OptionTypeDefaultDescription
consecutiveApprovalsnumber5Trigger alert after this many consecutive approvals.
minApprovalTimeMsnumber1500Minimum ms required for a "valid" review.
approvalRateCeilingnumber0.9Trigger alert if overall approval rate exceeds this % (0-1).

When to use

  • Users are approving high-stakes agent actions in rapid succession — financial transactions, code deployments, medical recommendations
  • You have evidence or suspicion of rubber-stamping behavior in your product (high approval rates, very short review times)
  • The consequence of a false positive (approving a bad action) significantly outweighs the friction cost of a pause
  • You are operating a swarm inbox or batch approval queue where velocity bias is structurally likely

When not to use

  • The approval flow is for low-stakes reversible actions — introducing friction here erodes trust in the friction itself, making it ineffective when it matters
  • Users have no ability to meaningfully review the content before approving (e.g., the action details aren't surfaced) — fix the information architecture first
  • You are using it as a substitute for actually improving the clarity of the approval interface

Accessibility

  • The friction overlay renders as a role="alertdialog" with aria-modal="true" to capture focus during the mandatory pause
  • The countdown timer is announced as a live region (aria-live="polite") so screen reader users are aware of the pause duration
  • The acknowledge button is focussed automatically when the overlay appears
  • The alert message includes explicit text explaining why the pause was triggered — not just a visual warning icon
  • Color (amber/red) is never the sole indicator of the alert state; an icon and text label always accompany it

Solution Patterns

The Interceptor Layer

AutomationBiasAlert is an interceptor layer. It should wrap components that have onApprove or onProceed callbacks:

Plan Card → [Automation Bias Alert → Approval Gate] → Run Controls

It monitors the final interaction point before an irreversible action is executed.
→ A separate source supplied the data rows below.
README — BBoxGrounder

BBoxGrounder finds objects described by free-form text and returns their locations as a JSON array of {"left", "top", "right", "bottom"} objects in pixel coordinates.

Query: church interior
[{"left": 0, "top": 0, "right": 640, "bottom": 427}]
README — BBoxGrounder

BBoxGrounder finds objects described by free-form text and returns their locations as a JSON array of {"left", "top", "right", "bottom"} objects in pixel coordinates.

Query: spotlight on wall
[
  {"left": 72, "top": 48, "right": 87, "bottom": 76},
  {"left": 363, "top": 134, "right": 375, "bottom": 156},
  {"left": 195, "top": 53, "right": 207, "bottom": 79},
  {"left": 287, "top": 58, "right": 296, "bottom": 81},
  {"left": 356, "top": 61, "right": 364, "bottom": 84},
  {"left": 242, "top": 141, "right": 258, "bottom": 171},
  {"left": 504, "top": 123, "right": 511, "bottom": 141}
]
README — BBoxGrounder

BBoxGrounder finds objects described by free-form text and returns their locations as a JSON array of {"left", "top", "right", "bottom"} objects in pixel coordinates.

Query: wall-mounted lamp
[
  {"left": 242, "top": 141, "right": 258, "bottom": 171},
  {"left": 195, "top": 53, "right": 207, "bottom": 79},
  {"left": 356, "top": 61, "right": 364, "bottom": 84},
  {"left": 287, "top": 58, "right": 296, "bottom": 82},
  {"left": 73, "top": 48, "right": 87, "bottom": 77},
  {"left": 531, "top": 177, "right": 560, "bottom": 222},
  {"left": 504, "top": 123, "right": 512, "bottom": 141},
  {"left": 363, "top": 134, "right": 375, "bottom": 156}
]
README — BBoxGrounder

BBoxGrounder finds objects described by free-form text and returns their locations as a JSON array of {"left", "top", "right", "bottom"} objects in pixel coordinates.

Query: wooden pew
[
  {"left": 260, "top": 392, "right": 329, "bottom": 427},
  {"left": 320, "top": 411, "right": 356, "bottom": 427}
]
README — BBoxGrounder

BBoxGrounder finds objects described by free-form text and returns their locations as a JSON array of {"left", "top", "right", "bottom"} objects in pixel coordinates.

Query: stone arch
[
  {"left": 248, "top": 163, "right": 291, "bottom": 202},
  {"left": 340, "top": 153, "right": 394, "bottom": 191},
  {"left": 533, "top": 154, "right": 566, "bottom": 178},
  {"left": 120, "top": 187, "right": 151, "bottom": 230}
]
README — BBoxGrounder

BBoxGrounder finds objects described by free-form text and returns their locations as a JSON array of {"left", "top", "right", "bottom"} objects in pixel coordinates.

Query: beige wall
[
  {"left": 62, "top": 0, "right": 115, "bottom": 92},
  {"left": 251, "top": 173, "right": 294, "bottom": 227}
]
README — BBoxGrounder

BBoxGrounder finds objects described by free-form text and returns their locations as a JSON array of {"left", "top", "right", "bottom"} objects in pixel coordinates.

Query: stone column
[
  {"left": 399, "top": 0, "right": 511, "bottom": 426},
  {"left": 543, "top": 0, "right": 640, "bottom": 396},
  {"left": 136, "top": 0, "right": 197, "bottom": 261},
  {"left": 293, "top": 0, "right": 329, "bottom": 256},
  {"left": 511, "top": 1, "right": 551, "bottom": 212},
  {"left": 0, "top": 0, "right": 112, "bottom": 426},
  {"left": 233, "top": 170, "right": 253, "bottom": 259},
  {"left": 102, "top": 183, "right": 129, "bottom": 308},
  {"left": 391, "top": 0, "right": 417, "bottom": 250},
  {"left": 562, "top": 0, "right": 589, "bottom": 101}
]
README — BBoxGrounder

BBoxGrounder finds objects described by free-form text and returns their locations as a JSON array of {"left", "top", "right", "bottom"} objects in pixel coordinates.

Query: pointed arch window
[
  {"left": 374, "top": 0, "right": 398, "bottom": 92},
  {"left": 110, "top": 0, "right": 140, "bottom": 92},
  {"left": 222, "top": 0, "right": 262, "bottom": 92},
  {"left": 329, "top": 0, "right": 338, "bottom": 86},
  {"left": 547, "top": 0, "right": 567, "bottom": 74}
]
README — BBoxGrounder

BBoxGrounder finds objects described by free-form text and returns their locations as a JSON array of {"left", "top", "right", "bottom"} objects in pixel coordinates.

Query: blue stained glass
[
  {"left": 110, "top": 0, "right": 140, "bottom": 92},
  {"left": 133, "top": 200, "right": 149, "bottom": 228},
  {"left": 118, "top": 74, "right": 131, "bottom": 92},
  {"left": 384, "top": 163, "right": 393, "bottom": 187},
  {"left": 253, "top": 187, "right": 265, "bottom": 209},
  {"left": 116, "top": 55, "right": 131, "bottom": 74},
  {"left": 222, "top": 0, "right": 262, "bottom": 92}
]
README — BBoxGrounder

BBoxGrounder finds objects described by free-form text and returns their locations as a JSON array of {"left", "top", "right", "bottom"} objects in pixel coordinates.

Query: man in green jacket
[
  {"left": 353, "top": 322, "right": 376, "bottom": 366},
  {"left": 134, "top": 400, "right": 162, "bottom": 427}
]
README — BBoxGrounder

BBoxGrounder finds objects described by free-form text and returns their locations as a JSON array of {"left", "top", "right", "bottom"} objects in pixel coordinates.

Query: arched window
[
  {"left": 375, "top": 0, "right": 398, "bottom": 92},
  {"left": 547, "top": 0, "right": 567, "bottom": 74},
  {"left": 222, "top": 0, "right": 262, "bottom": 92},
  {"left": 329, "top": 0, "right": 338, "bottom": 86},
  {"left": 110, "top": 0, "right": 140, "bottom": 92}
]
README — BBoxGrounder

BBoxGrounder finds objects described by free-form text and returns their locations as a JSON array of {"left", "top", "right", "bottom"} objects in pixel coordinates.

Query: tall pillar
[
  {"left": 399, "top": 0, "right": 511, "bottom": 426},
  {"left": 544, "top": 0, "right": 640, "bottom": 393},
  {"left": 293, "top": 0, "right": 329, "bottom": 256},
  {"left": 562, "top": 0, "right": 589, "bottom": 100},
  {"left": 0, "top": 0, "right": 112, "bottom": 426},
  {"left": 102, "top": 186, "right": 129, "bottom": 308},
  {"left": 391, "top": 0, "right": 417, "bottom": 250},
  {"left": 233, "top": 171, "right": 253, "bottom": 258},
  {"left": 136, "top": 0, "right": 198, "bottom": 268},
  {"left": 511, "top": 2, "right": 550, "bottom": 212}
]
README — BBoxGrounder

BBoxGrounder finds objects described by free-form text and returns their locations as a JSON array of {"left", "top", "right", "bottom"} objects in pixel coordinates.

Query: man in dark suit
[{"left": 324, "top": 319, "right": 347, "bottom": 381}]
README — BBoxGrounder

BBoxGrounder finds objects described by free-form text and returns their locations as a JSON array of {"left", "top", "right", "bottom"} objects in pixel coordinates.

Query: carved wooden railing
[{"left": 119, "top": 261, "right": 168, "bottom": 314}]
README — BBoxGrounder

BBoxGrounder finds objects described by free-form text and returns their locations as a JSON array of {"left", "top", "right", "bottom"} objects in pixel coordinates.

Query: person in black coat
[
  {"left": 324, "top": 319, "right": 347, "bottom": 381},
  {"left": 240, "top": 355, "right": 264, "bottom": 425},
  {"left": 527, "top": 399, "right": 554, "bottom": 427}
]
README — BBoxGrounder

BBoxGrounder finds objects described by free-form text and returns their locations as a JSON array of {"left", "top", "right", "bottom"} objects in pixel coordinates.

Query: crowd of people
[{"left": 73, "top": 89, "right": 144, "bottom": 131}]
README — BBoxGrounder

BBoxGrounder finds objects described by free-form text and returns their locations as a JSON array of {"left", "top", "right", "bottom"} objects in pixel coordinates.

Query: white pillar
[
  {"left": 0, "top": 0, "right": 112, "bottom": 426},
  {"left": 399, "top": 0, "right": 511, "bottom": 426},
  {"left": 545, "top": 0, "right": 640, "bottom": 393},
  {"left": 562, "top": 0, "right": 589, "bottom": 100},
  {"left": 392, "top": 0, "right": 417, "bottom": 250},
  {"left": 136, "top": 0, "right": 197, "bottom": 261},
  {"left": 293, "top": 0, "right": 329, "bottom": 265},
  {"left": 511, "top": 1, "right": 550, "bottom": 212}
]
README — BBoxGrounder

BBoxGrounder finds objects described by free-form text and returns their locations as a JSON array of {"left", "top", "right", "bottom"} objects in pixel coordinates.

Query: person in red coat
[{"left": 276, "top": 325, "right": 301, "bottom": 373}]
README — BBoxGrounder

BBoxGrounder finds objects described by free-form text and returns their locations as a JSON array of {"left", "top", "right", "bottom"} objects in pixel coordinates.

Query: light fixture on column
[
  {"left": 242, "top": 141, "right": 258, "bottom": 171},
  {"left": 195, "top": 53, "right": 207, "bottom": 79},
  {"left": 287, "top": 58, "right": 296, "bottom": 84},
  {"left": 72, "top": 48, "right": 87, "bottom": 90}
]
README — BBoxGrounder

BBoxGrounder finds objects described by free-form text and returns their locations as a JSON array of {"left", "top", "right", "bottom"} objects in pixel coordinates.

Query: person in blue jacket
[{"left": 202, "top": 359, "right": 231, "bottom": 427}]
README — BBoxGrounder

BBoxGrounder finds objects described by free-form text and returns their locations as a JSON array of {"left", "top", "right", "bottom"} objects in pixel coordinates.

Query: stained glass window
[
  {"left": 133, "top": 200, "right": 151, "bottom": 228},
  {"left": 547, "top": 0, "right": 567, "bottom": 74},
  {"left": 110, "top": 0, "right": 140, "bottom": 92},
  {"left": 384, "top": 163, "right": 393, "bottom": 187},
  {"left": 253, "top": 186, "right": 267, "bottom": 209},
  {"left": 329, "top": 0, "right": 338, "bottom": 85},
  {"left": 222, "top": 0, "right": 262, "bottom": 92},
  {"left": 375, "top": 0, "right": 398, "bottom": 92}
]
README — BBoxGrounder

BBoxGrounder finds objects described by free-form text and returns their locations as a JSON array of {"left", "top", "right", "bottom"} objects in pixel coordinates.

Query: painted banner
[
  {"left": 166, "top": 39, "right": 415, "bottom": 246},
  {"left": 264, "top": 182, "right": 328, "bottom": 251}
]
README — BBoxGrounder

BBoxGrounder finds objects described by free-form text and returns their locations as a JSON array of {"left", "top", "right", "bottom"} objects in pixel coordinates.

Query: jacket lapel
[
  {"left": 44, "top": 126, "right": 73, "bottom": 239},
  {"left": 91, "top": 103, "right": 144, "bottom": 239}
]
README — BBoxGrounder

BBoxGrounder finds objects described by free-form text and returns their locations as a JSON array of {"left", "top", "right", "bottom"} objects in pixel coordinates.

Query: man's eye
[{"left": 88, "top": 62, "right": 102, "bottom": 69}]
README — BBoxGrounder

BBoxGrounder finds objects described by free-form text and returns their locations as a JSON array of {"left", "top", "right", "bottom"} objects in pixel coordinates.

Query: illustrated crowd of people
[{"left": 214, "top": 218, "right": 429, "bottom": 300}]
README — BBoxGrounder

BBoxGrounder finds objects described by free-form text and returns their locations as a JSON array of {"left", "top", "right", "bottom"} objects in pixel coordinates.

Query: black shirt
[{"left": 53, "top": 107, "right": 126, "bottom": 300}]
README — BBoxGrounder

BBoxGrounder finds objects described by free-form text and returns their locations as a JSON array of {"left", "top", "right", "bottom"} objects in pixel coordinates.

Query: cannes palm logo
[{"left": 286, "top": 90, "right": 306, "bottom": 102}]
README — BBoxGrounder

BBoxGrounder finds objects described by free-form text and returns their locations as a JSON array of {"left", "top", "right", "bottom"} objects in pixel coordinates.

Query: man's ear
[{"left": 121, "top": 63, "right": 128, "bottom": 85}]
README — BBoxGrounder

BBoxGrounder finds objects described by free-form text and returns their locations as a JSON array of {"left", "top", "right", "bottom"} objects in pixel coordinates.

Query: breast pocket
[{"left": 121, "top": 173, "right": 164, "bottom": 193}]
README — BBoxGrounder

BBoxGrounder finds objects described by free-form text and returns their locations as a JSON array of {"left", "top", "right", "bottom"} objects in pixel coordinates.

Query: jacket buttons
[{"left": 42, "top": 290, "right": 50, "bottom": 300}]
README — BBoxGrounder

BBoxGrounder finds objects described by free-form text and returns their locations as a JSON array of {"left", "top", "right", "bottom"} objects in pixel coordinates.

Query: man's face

Progressive Friction against Approval Fatigue

In high-throughput environments (like a SwarmInbox queue), users experience "velocity bias" — they approve faster as the queue grows, actively degrading their scrutiny. You can dynamically scale the friction thresholds to combat this cognitive failure.

// Instead of static thresholds, progressively harden them based on state
const consecutiveThreshold = approvalStreak >= 5 ? 2 : 5;
const requiredPauseMs = approvalStreak >= 5 ? 5000 : 1500;

const { isAlertTriggered, recordAction, dismissAlert } = useAutomationBias({
  consecutiveApprovals: consecutiveThreshold,
  minApprovalTimeMs: requiredPauseMs,
});

If a user approves 5 items in a row without rejection, the enforced pause climbs from 1.5 seconds to 5 seconds. This explicitly breaks their automatic rhythm.

Design rationale

Why friction? When an interface is too smooth, users stop paying attention. They settle into a rhythm of clicking — "rubber-stamping" — and critical details slip past them unreviewed.

Why does familiarity increase errors? The more a user feels "in control" of an AI system, the more likely they are to blindly accept its suggestions. Research by Shalaleh Rismani, an AI safety researcher at McGill and Mila, confirms this: users who better understood an AI writing assistant trusted it more — and accepted significantly more errors as a result. More transparency doesn't always lead to better oversight; it often leads to more trust and less scrutiny.

Why a mandatory pause? AutomationBiasAlert detects when repeated approvals suggest a user has stopped actually reviewing — and introduces a pause to break the pattern. The discomfort is the point.

  • Non-blocking: It doesn't prevent the user from approving, but it breaks the physical rhythm of repetitive clicking.
  • Contextual: It only appears when behavioral patterns suggest the human is no longer actually reviewing the data.
  • Safety-Critical: Essential for agents performing financial transactions, medical evaluations, or high-consequence code deployments.